Uneasily evading that glare, Macduff went on with some haste.
“Ladies, gentlemen and Aldebaranese, I offer you my All-Purpose Radio-isotopic Hormone Rejuvenating Elixir, the priceless discovery which will give you the golden treasury of youth at a sum easily within the reach of each and every—”
An ambiguous missile whizzed past Macduff’s head. His trained ear screened out words in a dozen different interstellar tongues and realized that none of them implied approval.
The red-haired Earthman was bellowing, “The mon’s a crook! Nae doot aboot it!” Macduff, automatically dodging an over-ripe fruit, looked pensively at him.
“Oh-oh,” Macduff was thinking. “I wonder how he found out those cards were marked for black light?”
He held up his arms dramatically for silence, took a backward step and kicked the trigger on the trap-door. Instantly he dropped out of sight. From the audience rose a tremendous bellow of balked fury. Macduff, scuttling rapidly past discarded flats of scenery, heard feet thundering above him.
“There will be chlorophyl spilled tonight,” he mused, sprinting. “That’s the trouble with these Aldebaranese, they’re still vegetables at heart.

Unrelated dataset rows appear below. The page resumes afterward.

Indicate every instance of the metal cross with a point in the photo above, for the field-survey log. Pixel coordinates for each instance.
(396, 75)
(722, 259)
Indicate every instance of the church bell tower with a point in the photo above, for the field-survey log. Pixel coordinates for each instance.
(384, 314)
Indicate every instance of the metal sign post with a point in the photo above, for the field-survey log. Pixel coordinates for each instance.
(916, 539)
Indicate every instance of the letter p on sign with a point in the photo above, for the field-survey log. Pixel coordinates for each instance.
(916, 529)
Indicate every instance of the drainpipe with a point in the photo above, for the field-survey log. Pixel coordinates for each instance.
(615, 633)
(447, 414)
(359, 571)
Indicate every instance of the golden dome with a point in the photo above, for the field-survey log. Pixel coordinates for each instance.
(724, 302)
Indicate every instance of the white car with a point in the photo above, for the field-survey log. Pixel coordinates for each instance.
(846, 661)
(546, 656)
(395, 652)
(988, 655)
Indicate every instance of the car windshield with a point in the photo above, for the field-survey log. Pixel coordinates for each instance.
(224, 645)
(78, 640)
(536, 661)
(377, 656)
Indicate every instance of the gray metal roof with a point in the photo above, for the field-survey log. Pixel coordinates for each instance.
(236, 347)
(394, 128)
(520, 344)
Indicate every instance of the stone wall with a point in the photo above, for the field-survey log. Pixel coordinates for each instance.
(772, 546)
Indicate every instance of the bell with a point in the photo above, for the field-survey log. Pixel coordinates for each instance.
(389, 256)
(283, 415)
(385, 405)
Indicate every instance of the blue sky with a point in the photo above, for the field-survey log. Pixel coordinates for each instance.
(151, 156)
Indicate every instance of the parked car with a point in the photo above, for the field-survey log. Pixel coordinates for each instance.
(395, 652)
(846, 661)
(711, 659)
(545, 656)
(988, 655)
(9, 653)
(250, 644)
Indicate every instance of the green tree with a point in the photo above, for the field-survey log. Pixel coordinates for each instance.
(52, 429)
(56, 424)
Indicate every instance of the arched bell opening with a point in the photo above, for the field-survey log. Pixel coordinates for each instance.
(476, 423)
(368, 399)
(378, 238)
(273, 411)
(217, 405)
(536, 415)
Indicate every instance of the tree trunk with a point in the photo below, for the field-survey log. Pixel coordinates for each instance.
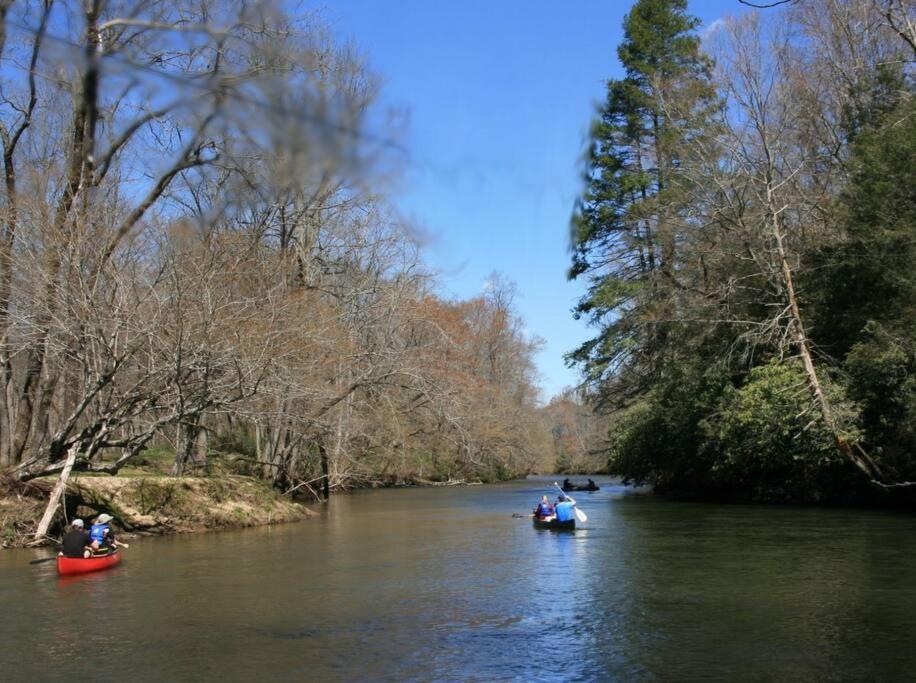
(56, 494)
(861, 461)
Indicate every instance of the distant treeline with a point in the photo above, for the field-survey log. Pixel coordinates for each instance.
(747, 234)
(196, 254)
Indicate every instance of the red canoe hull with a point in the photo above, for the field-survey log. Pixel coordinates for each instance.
(67, 566)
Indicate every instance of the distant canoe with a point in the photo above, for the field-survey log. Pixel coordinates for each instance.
(554, 523)
(67, 566)
(582, 487)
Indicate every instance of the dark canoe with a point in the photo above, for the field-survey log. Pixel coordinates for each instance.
(581, 487)
(67, 566)
(554, 524)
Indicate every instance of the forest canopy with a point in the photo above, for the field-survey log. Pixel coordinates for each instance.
(746, 234)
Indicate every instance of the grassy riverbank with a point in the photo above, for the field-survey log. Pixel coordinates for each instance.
(142, 502)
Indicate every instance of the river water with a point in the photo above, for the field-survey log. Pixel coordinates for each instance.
(445, 584)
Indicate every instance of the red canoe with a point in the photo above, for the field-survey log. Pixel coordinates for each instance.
(67, 566)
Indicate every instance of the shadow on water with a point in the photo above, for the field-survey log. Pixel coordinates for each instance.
(445, 584)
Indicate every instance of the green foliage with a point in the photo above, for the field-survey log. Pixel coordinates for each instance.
(658, 439)
(636, 183)
(769, 438)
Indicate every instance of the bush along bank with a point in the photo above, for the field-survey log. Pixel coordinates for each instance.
(146, 504)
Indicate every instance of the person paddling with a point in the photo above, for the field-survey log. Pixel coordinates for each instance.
(544, 510)
(76, 541)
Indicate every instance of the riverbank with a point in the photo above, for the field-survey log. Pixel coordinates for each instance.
(146, 504)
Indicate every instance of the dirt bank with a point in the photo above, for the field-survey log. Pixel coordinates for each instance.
(141, 504)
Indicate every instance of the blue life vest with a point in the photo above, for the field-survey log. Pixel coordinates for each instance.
(545, 510)
(564, 511)
(97, 532)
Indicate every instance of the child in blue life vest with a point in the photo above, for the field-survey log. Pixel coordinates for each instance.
(101, 537)
(544, 510)
(564, 509)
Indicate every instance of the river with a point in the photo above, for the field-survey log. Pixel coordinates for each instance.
(444, 584)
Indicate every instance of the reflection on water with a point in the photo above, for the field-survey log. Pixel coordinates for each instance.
(444, 584)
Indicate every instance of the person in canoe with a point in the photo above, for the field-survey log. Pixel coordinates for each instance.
(101, 538)
(544, 510)
(76, 540)
(564, 509)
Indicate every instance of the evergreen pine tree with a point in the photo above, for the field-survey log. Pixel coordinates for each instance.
(629, 224)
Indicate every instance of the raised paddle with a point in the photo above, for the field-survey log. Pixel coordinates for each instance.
(581, 516)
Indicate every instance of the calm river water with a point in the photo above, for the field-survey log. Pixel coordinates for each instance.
(444, 584)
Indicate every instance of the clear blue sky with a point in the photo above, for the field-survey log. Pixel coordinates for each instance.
(499, 94)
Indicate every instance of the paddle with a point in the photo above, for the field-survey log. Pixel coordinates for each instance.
(581, 516)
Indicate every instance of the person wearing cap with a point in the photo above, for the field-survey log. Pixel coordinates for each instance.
(101, 537)
(76, 540)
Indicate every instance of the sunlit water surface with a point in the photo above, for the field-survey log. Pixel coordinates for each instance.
(445, 584)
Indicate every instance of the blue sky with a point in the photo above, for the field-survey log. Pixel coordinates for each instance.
(499, 96)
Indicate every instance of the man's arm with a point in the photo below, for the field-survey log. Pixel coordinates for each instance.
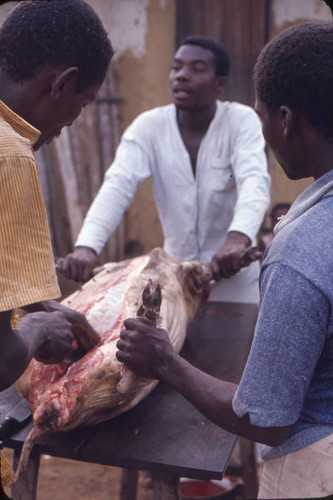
(84, 333)
(227, 260)
(150, 354)
(129, 169)
(46, 336)
(249, 167)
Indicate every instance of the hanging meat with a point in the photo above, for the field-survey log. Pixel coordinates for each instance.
(154, 288)
(97, 387)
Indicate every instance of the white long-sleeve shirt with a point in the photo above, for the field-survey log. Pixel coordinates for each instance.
(229, 192)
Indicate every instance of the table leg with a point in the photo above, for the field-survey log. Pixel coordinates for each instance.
(249, 467)
(129, 482)
(165, 486)
(26, 486)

No sense of ethics, merely tropisms.”
His racing feet tripped over a half-empty box of progesterone, a hormone necessary when a sucker, or customer, was fowl or mammal strain.

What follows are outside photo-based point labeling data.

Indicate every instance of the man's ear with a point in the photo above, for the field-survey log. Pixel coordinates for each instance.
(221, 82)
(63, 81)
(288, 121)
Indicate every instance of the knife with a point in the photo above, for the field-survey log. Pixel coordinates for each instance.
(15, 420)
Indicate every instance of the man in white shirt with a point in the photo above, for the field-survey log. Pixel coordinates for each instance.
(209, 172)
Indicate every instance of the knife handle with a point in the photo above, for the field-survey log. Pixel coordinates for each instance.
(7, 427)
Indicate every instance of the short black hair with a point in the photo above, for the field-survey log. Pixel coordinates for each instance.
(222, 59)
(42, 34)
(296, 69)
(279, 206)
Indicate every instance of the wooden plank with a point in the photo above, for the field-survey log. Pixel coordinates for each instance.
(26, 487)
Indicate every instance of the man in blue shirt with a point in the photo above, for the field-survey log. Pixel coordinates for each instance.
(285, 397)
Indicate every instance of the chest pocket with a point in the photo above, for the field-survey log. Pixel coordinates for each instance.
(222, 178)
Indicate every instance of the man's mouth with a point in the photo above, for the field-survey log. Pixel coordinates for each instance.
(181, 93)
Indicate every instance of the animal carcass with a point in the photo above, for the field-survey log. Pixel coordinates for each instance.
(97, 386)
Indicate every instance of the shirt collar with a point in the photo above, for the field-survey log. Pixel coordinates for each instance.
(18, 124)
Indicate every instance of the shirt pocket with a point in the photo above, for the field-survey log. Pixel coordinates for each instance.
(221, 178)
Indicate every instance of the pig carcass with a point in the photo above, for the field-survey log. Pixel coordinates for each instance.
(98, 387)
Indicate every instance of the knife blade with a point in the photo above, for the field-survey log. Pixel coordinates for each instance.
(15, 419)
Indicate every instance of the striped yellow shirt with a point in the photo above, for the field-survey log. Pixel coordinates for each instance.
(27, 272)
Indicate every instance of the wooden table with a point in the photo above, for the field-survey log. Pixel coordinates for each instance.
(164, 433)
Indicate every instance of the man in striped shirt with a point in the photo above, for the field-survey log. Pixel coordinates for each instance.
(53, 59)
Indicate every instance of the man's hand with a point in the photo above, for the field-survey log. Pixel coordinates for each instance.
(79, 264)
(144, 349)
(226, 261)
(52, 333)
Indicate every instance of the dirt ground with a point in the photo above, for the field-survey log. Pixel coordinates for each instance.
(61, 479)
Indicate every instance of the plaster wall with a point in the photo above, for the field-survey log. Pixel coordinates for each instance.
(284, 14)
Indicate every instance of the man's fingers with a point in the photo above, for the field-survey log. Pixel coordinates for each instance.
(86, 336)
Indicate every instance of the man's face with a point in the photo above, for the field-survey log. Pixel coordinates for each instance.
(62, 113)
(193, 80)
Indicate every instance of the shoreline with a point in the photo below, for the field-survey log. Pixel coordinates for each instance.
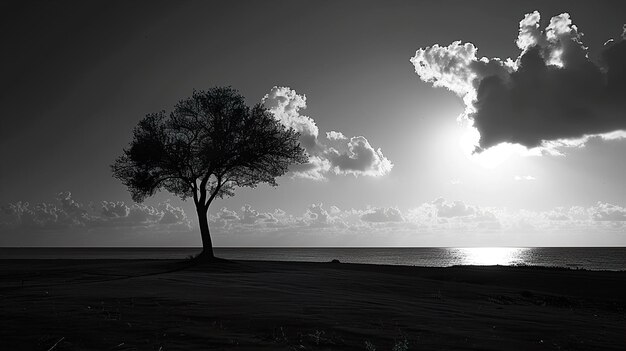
(279, 305)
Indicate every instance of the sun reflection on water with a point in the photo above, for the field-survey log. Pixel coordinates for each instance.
(489, 256)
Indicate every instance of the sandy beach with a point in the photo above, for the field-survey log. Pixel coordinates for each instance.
(253, 305)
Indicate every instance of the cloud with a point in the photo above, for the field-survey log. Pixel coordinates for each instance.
(65, 213)
(332, 135)
(339, 155)
(527, 177)
(551, 93)
(50, 223)
(286, 104)
(606, 212)
(360, 159)
(383, 214)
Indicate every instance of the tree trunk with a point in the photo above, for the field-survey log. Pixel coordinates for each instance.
(207, 245)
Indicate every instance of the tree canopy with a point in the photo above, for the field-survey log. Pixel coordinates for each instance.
(209, 144)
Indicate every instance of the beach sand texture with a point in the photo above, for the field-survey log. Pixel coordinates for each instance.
(253, 305)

“Can’t be the hormones,” he pondered, kicking boxes out of his path. “It must have been the radio-isotope. I shall write a scorching letter to that Chicago outfit. Fly-by-nights, of course. I should have suspected the quality of their product at that price. Three months, forsooth! Why, it hasn’t been a fortnight since I sold the first bottle—and it’s taken this long to finish the pay-offs and start hoping for a net profit.”
This was serious. Tonight had been the first occasion on which he hoped to put the profits from All-Purpose Radio-isotopic Hormone Rejuvenating Elixir into his own pocket. Aldebaran officials had a greed which one didn’t normally associate with vegetable ancestry. How was he going to get enough money to ensure his passage spaceward in a hurry if speed seemed indicated?

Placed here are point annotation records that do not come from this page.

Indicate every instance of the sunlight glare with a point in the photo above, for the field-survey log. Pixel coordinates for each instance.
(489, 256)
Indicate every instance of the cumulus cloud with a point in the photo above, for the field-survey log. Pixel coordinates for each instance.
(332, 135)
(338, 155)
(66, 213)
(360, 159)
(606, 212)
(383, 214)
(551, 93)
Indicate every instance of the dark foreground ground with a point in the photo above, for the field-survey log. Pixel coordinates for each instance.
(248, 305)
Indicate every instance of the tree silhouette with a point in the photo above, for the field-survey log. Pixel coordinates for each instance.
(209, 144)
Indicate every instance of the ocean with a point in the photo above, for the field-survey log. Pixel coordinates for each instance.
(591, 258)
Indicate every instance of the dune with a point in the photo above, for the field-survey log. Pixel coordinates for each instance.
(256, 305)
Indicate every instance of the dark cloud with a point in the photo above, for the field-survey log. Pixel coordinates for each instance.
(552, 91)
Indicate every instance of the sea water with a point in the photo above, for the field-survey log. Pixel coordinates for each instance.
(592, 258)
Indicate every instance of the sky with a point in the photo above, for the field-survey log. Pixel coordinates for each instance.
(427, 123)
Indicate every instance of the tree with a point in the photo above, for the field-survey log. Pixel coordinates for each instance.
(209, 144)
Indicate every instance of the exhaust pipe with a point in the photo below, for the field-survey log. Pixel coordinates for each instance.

“Trouble, trouble,” Macduff murmured, as he fled down a corridor, ducked out of the exit and foresightedly sent a tower of empty boxes crashing down, blocking the door. Screams of rage came from behind him.
“Sounds like Babel,” he said, trotting. “That’s the trouble with galactic travel. Too many overemotional races.” Doubling and twisting along a planned course, he continued to mutter marginal comments, for Macduff generally moved in a haze of sotto voce remarks confidingly addressed to himself, usually approving in nature.
* * * *
After a time, deciding that he had put a safe distance between himself and justice, he slowed his pace, paused at a dingy hockshop and paid out a few coins from his paltry store. In return he was given a small battered suitcase, which contained everything necessary for a hurried departure—everything, that is, except the really vital factor. Macduff had no space-ticket.
Had he anticipated the full extent of Aldebaranese rapacity and corruption he could perhaps have brought along more pay-off funds. But he had wanted his arrival to coincide with the great sphyghi festival and time pressed. Still, there were ways. Captain Masterson of the Sutter owed him a favor and the Sutter was due to take off early next morning.
“Possibly,” Macduff ruminated, trudging on, “something might be arranged. Let me see, now. Item one. There’s Ao.” Ao was the Lesser Vegan girl whose remarkable semi-hypnotic powers would make her such an excellent front man, figuratively speaking.
“Borrowing ticket money won’t solve Item One. If I succeed in getting Ao I’ll have to deal with her guardian, Item Two.”